The Salaries and Remuneration Commission (SRC) wants members of Parliament compelled to return to Kenyans the hefty house allowance paid to them, which the agency has termed irregular, in what promises to be a gruelling court battle.
The decision by the Parliamentary Service Commission (PSC) to award MPs and senators a monthly house allowance of Ksh250,000, backdated to October last year, sparked outrage by Kenyans who condemned the leaders’ greed.
Kenyan MPs are among the highest paid in the world, with a salary of Sh621,250 and hefty perks including a medical cover of Sh10 million (inpatient) and Sh300,000 (outpatient) and a car loan of Sh7 million at only three per cent interest.
In addition, they enjoy a Sh20 million mortgage taxed at only three per cent a year.
On Wednesday, SRC chairperson Lyn Mengich said the commission, the only state body constitutionally mandated to review the salaries and allowances of state and public officers as contained in the July 7, 2017 gazette notice, would move to court to challenge the house allowance.
The July 2017 notice detailed new salary cuts, as well as slashed and abolished allowances for state and public officers, in a move it said was to save the taxpayer Sh8.8 billion annually.
However, two high court rulings of October and December 2018 declared some parts of the SRC gazette notice of July 2017 unconstitutional.
The SRC failed to get stay orders against the ruling which invalidated parts of the July gazette notice, pending the hearing and determination of its appeal.
Defending the award, National Assembly Speaker Justin Muturi, who also chairs the PSC, said: “The recent PSC determination to provide a housing benefit to MPs was well guided by Justice Chacha Mwita’s ruling of October 5, 2018, which established that state officers qualify for this benefit.”
He added: “It is a matter of fact that MPs are state officers and it would be unfair to be prejudiced against them.”
Ms Mengich said any payment of house allowance outside the gross pay of any state or public officer is unconstitutional.
She noted that MPs just like other state and public officers enjoy a housing allowance, which is part of their gross pay, and that allowing them to get away with the allowance would amount to double payment.
“The commission has taken steps to ensure that all payments that do not have the SRC approval are stopped.
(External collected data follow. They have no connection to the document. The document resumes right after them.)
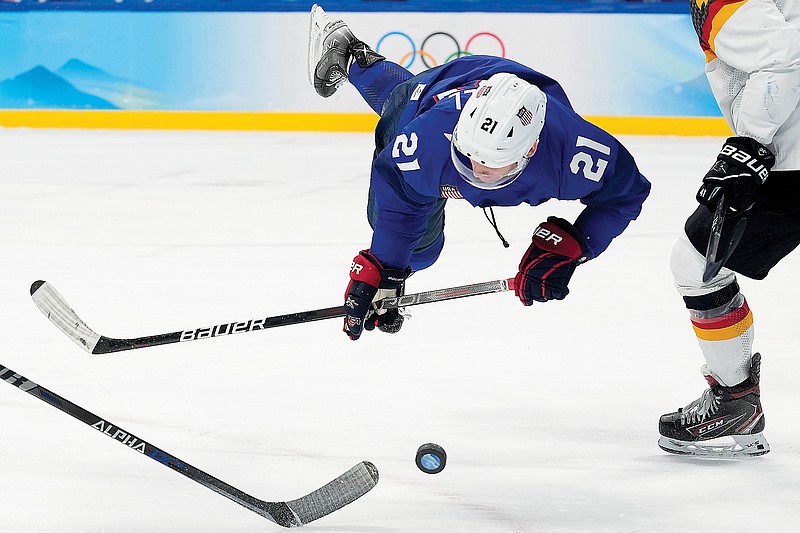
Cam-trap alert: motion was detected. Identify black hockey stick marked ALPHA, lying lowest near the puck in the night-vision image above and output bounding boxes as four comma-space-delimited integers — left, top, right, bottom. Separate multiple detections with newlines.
0, 365, 378, 527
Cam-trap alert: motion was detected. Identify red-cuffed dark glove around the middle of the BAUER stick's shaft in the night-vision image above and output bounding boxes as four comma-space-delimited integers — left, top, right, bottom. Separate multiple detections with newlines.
343, 250, 411, 341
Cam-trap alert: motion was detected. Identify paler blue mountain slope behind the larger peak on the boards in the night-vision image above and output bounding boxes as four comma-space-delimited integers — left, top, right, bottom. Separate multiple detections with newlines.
56, 58, 171, 109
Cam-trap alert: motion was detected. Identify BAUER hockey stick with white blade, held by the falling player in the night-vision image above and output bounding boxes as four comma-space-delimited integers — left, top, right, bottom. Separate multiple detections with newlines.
31, 278, 514, 354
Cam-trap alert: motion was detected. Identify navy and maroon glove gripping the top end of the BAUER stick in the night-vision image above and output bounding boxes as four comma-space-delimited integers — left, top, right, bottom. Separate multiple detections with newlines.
514, 217, 590, 305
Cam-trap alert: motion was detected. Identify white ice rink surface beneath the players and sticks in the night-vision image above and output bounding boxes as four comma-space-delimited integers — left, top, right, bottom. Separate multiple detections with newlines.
0, 129, 800, 533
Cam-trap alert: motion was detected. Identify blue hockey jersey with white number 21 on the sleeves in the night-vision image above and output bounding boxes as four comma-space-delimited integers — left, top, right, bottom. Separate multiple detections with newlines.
370, 56, 650, 268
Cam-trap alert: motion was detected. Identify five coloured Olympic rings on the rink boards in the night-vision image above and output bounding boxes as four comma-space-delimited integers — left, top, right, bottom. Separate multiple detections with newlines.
375, 31, 506, 68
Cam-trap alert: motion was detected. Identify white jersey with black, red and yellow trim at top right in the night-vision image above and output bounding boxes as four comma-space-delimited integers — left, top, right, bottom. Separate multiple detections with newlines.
690, 0, 800, 170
The commission will take legal action to stop any payment that has not been set or advised and recover such allowances,” she said.
The National Assembly Speaker has argued that other state officers, such as Cabinet secretaries, judges, governors and their deputies, principal secretaries and members of constitutional commissions and independent offices are entitled to a house allowance among other perks.
Ms Mengich confirmed that the hearing for stay orders is set for this month.
She added that the commission has not set any house allowance for state officers in the Executive, county governments, Parliament, Judiciary and constitutional commissions and independent offices outside the July gazette notice, noting that officers in these institutions are only entitled to a gross pay that includes basic salary and allowances.
She clarified that only the president, the deputy president, governors and deputy governors are entitled to a housing benefit for the state functions they perform.
According to the SRC remuneration structure, MPs were the biggest losers as they were to take a reduction in basic salary and lost five allowances including a Sh5 million car grant that would later be restored.
In the 2017/18 financial year, Kenya’s public wage bill stood at about Sh733 billion, about 50 per cent of the country’s total revenue at the time.
This, according to the commission, exceeds the limit stipulated in the Public Finance Management (PFM) Act, which provides that the expenditure on the wage bill should not exceed 35 per cent of total revenue.